There has been a lot of confusion on the platform, specifically relating to the challenges, on how and when to combine factors. Tl;dr: a non-additive combination of factors of different styles or data sources is highly encouraged. However, we prefer to do additive combinations of factors of different styles ourselves.
Let's say you are building a factor for our insiders challenge. It's okay to submit a factor that is the aggregate of individual factors. But, as the rules state, all individual factors need to be based on insider data. However, this does not mean that insiders is the only data source you are allowed to use for your factor.

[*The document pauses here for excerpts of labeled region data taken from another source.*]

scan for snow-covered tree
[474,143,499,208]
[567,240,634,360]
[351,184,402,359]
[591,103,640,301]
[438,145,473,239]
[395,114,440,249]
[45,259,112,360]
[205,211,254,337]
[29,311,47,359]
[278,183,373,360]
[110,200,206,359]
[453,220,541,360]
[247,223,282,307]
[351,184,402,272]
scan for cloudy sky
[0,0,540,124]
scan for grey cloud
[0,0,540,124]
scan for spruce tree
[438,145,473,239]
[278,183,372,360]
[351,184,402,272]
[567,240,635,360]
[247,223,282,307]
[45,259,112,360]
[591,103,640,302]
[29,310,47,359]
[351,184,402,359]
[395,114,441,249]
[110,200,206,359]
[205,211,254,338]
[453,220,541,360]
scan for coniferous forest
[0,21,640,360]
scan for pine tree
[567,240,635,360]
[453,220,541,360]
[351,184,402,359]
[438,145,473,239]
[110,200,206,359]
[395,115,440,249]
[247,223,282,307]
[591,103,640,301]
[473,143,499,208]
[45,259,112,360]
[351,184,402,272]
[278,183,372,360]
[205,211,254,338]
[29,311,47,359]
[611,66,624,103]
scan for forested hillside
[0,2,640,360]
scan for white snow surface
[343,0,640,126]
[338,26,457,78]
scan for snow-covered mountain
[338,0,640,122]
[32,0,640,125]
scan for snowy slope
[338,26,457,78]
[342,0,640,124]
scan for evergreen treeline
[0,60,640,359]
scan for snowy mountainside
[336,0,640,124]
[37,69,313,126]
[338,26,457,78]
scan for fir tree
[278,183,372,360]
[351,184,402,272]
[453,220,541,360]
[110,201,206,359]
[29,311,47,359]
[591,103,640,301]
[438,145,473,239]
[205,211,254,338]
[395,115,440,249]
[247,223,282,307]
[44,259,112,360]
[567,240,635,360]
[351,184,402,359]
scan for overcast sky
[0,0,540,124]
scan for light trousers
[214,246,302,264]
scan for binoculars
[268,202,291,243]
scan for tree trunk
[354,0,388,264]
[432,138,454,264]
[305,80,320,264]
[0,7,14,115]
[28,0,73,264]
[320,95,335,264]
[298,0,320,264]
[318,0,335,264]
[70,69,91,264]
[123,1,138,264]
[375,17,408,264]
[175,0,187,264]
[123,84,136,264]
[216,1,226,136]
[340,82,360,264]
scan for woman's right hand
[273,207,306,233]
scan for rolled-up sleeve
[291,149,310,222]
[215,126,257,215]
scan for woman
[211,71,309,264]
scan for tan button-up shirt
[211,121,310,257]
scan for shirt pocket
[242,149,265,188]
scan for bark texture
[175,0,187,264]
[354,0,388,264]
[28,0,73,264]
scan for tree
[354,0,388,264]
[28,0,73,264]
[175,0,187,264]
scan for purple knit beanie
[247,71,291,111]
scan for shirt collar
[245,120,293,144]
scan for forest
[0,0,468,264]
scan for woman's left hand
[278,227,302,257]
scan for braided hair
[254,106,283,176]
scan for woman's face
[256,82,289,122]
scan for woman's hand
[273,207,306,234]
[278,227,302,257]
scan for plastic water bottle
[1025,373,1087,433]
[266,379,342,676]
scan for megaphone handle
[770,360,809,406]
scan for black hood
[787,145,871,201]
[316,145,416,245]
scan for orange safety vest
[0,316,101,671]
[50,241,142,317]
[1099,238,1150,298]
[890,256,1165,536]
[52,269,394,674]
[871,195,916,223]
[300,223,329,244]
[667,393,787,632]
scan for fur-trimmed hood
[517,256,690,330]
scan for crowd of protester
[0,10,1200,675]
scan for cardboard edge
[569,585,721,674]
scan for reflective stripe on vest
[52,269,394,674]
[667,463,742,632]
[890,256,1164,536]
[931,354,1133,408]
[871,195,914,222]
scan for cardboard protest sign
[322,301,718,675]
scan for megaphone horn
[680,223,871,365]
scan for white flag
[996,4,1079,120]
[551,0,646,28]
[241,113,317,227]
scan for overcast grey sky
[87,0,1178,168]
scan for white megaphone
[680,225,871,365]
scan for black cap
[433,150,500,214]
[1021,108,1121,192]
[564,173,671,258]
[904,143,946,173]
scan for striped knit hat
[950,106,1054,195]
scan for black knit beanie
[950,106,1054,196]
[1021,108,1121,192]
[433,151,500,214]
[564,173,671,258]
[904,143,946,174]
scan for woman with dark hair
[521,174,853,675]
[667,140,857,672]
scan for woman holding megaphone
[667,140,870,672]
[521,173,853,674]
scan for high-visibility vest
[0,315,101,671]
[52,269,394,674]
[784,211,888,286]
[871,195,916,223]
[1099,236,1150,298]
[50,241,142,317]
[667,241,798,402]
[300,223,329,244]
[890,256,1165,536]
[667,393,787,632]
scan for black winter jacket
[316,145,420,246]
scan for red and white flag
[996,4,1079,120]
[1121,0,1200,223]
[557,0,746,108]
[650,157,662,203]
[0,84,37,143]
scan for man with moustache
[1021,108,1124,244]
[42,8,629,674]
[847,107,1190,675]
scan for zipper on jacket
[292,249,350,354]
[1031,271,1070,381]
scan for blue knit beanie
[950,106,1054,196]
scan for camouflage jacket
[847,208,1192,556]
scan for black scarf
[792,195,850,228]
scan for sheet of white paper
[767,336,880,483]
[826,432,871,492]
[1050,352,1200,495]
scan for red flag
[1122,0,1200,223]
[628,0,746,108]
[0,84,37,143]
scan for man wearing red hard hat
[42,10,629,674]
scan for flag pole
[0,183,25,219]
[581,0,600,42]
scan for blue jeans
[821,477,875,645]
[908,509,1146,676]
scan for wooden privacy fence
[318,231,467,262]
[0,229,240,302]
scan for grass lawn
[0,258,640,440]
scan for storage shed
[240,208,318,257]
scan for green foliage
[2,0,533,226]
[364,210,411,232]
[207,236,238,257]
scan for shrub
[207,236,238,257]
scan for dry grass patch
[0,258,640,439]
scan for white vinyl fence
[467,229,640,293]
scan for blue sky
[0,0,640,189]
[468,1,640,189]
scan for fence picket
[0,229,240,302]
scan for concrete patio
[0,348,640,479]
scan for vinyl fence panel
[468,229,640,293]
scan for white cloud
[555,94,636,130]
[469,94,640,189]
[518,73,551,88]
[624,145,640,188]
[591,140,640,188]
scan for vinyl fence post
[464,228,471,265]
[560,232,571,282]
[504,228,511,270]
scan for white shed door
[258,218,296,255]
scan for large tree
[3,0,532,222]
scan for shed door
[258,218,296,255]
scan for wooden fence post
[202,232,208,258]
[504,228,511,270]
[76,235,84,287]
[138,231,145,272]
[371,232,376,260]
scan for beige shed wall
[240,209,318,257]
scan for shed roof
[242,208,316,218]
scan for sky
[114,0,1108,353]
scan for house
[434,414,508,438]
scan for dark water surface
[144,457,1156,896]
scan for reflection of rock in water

So then, could you have a factor that uses multiple data sources — insider and estimates, for example? The answer to that question depends on how you combine them. If the combination is additive (like an average or weighted average of the two), then no, because that's like combining two different factors with assigned weights — it would not be "pure" anymore. In the extreme case, you could just set the weight of the insider contribution to 0.001, fulfill the technical criteria of having an insider-based factor but its contribution is effectively zero. If, however, your combination of these data sources is non-additive with an economic rationale (like an if-else statement, or an interaction) then combination is strongly encouraged. For example, if you think that if insider and estimate sentiments disagree it is predictive, then that is an interaction with economic rationale because you would multiply (rather than add) the positive insider and negative estimate sentiments to measure the divergence between insider and estimate sentiments. This is a type of legitimate alpha that does not come from diversification but from an insight you had — it would be difficult to recreate your factor by just combining an insider and estimates factor together.
In the end, we would like to emphasize that this post is not to suggest you brute-force non-additive ways to combine data sources without economic rationale. How to combine different data sources should always serve your alpha ideas.
If you then have multiple of these insider factors (that are either based on insiders data alone or on non-linear combinations of insiders and other data sources) it is fine to combine these additively, because they are all insider-based (same style) and you'll have one, diversified insider factor.